PennyFix would serve as a passthrough, channeling funds to clinics, veterinarians, shelters, cat colony caretakers and spaymobiles.

It’s hard to say exactly how many procedures a bunch of pennies can buy, because costs vary geographically, and dogs are more complicated than cats.

“In some areas of the country, for $25, they’ll do a cat from soup to nuts,” Stitt said, laughing when she realized her unintended pun.

Stitt sees a cascading effect from PennyFix.

Many clinics have the capacity to conduct additional procedures, but scarce funding means empty time slots. Shelters could make pets more adoptable by offering free spay/neutering. Trappers would trap even more animals, knowing that the fix would not be on their dimes. Colonies of cats could be fixed at the same time, addressing the soft underbelly of trap-neuter-return, or TNR—that cats breed like, well, rabbits, and even a single mating pair can quickly rebuild the local population.

PennyFix is “an ideal idea,” said Steelton Community Cats volunteer Rosemary Loncar of Swatara Township. The kitty spay/neutering organization operates from an old bank in downtown Steelton. With Dr. Diane Ford of Vetting Zoo in Palmyra at the operating table, the organization has spayed and neutered some 8,000 cats over nine years.

“When you talk about a thousand cats being spayed and neutered, the numbers are exponential, when you think that each one of those female ferals would have three litters a year,” said Loncar.

A recent $1,000 grant from PennyFix, raised through donations, has helped Steelton Community Cats fix 30 cats and counting, easing the financial burden for those who couldn’t afford the procedure.

“It’s helping people who want to help and get this done,” Loncar said. “Seventy-five to 80 percent of the people are probably elderly. They’re on a fixed income. They see this animal, and they pity this animal. They want to help it.”

With universal spay/neutering, kindhearted souls could continue to feed their colonies, Loncar said.

“Over a period of time, these cats will die natural deaths,” she said.

 

Keep It Going

Stitt sees PennyFix as a Mothers Against Drunk Driving moment for the animal welfare community. MADD’s founders saw a problem and had enough.

“They formed something,” she said. “They did something.”

PennyFix is gaining traction. Two board members attended the global 2019 Petfood Forum, making contacts at the industry’s biggest event. Catster magazine is running a story. More organizations are getting $1,000 grants.

If one pet food manufacturer among the big four (Mars, Colgate-Palmolive, Procter and Gamble and Nestlé) joins in, the others will follow. That, at least, is the hope.

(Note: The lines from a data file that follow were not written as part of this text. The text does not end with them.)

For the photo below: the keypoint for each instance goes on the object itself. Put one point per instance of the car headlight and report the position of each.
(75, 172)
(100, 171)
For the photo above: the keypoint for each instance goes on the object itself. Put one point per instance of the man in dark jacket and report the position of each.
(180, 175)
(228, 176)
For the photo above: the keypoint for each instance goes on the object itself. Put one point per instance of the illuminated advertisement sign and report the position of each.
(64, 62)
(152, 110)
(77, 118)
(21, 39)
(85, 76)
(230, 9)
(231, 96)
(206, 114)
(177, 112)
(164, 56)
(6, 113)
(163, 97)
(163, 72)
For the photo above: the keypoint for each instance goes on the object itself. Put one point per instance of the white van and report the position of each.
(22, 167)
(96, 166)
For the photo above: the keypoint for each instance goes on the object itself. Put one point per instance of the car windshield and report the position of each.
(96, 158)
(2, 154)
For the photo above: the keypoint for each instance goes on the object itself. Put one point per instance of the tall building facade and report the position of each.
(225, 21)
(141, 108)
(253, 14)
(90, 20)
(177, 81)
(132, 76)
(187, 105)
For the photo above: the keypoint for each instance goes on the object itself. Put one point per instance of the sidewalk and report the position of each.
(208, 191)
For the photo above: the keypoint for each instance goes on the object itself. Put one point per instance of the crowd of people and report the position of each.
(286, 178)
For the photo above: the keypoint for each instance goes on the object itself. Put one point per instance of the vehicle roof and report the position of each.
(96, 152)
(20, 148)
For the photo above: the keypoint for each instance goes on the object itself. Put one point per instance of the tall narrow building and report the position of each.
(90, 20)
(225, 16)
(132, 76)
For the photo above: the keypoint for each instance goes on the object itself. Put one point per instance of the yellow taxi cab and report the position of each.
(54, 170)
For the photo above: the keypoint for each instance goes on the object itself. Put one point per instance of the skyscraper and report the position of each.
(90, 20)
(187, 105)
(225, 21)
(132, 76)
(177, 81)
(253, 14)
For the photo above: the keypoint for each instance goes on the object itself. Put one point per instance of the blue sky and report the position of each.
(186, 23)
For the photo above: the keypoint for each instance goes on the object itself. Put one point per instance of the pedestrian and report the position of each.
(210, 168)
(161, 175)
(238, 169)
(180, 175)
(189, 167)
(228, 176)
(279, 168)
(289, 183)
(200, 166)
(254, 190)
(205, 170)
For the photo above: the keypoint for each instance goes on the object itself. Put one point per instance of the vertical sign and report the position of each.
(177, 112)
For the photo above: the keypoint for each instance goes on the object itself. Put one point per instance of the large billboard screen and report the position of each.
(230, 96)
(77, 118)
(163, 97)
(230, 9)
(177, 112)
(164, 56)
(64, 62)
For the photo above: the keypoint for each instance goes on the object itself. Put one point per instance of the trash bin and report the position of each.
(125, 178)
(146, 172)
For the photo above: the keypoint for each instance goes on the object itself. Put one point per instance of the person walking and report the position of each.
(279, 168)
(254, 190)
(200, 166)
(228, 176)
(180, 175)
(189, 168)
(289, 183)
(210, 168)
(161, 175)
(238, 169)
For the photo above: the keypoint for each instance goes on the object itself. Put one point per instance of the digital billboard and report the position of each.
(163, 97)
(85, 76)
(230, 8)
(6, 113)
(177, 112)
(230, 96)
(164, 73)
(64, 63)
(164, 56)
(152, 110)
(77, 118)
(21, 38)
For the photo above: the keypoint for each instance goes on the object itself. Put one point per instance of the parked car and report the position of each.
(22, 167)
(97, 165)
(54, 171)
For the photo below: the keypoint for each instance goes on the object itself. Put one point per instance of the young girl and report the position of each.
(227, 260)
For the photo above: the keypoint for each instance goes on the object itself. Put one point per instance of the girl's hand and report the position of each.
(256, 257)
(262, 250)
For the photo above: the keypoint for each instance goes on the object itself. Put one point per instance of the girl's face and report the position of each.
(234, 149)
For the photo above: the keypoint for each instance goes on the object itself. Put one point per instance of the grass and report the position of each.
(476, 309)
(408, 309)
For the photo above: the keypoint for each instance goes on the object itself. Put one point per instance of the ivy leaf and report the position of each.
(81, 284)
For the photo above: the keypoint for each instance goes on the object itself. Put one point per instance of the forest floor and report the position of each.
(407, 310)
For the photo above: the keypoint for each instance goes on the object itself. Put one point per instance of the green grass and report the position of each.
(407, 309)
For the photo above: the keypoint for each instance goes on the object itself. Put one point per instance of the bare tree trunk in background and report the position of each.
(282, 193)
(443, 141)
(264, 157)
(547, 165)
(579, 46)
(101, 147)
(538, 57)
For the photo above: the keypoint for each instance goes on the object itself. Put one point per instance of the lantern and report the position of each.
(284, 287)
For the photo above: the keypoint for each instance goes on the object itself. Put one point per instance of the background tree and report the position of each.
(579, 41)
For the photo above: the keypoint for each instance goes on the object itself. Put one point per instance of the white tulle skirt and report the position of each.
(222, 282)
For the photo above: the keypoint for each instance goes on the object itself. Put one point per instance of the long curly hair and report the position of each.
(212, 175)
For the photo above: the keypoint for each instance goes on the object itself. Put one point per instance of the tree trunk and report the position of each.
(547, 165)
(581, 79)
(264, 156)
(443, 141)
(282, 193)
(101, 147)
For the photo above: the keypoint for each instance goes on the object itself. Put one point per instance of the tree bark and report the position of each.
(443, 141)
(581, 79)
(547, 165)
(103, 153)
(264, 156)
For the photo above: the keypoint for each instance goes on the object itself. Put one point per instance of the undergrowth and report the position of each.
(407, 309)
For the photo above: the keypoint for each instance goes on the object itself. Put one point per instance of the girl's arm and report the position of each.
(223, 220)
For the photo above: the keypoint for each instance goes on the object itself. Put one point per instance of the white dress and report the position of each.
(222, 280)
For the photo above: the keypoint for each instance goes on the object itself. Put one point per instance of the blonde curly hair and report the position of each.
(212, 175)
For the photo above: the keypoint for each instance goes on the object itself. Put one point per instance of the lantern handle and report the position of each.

PennyFix is about getting ahead of the problem, assuring that animals aren’t born in difficult conditions, not to mention among rampant abuse, said Loncar. PennyFix in full gear would be “an amazing effort to stop overpopulation.”

“Every volunteer organization that is in TNR, we’re all in need of money to continue what we’re doing,” she said. “If something like PennyFix is there, it means we can spay and neuter more cats and make ourselves available to more people.”

At age 67, Stitt sees a problem that has grown worse since she cleaned shelter cages as a teen.

“Every animal we helped along the way was important, but in the scheme of things, we’re not touching what’s out there,” she said.

She admits to her group being “five women who don’t know too much about this.” Then again, she once told her minister, Noah didn’t know how to build an ark.

To which her minister replied, “If Plan A didn’t work, there are 25 more letters. Keep it going.”